EVS beteuert: Keine Drohung mit Umlage

Blieskastel. Die Geschäftsführung des Entsorgungsverbands Saar (EVS) hat die Kommunen im Saarland noch einmal eindringlich davor gewarnt, eine Gebührenerhöhung auf der Verbandsversammlung am 27. Juni abzulehnen

Blieskastel. Die Geschäftsführung des Entsorgungsverbands Saar (EVS) hat die Kommunen im Saarland noch einmal eindringlich davor gewarnt, eine Gebührenerhöhung auf der Verbandsversammlung am 27. Juni abzulehnen. EVS-Geschäftsführer Karl Heinz Ecker sagte auf der ersten von sechs Regionalkonferenzen gestern Abend in Blieskastel, die Banken verfolgten die derzeitige Diskussion über die Müllgebühren im Saarland sehr aufmerksam.
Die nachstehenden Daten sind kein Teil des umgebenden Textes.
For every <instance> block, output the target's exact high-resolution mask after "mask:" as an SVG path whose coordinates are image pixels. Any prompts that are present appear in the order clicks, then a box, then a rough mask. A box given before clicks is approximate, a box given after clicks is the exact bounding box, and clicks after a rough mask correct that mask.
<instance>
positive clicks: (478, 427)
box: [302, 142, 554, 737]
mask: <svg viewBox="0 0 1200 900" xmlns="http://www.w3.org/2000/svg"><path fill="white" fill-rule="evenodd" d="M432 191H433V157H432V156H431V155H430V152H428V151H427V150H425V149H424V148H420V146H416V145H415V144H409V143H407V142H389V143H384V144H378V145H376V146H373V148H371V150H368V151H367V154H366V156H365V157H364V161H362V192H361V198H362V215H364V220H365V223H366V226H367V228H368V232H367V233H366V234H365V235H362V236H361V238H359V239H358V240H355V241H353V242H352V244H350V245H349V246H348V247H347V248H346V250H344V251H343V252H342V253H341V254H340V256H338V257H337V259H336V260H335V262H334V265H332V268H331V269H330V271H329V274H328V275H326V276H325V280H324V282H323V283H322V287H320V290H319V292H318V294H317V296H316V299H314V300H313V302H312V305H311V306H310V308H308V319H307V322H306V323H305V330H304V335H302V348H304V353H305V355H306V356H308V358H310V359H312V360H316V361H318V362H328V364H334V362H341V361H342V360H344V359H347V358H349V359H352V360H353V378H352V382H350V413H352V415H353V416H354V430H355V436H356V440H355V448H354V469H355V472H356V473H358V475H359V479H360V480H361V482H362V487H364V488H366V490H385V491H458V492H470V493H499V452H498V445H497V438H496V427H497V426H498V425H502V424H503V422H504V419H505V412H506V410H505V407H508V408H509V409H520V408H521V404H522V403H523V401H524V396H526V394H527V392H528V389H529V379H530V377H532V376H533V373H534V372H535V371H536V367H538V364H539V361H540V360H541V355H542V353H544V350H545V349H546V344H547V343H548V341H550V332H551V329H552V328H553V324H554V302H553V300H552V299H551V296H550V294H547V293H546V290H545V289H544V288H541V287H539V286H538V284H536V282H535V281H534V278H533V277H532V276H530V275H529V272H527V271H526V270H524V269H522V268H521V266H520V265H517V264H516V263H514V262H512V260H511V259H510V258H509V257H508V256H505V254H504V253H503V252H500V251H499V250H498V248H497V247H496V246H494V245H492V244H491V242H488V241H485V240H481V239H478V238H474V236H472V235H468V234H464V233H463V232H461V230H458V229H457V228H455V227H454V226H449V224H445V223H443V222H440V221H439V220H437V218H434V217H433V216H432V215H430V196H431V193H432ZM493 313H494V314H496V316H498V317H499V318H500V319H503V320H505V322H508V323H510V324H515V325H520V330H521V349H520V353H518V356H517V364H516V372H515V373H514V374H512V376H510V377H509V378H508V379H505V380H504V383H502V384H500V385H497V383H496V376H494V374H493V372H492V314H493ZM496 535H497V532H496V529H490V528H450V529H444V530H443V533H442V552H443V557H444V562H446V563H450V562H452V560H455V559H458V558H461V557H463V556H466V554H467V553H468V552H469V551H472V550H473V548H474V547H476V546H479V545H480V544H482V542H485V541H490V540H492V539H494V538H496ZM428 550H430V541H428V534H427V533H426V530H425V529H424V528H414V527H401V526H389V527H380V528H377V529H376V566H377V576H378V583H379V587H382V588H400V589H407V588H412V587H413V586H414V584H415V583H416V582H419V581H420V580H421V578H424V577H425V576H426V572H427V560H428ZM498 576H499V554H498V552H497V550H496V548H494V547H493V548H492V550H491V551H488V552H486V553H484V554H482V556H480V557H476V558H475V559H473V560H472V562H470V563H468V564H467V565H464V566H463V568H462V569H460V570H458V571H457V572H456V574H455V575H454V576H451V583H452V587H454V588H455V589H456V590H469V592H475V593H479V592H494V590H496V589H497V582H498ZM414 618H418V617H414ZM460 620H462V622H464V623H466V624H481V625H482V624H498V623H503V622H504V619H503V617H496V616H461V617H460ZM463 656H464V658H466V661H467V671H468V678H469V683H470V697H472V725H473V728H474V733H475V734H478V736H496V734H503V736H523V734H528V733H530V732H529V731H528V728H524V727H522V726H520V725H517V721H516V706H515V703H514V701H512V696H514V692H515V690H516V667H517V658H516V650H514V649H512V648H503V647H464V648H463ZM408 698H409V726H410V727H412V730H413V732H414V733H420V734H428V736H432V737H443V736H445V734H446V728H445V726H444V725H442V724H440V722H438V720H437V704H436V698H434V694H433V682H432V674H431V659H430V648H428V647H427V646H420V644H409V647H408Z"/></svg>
Hinzu komme, dass der EVS in Konkurrenz zu anderen Entsorgungsverbänden in der Bundesrepublik stehe, wenn es um die Inanspruchnahme von Krediten für wichtige Investitionen im Abfall- und Verbrennungsbereich gehe. Er fügte hinzu: "Wenn wir einmal nicht mehr Triple-A-geratet sind, kostet jeder zusätzliche Prozentpunkt, den wir zusätzlich an Zinsen zahlen müssen, einen Haufen Geld."An der Regionalkonferenz, zu der der EVS eingeladen hatte, nahmen rund 80 Stadt- und Gemeinderäte sowie der SPD-Fraktionschef im Landtag, Stefan Pauluhn, teil.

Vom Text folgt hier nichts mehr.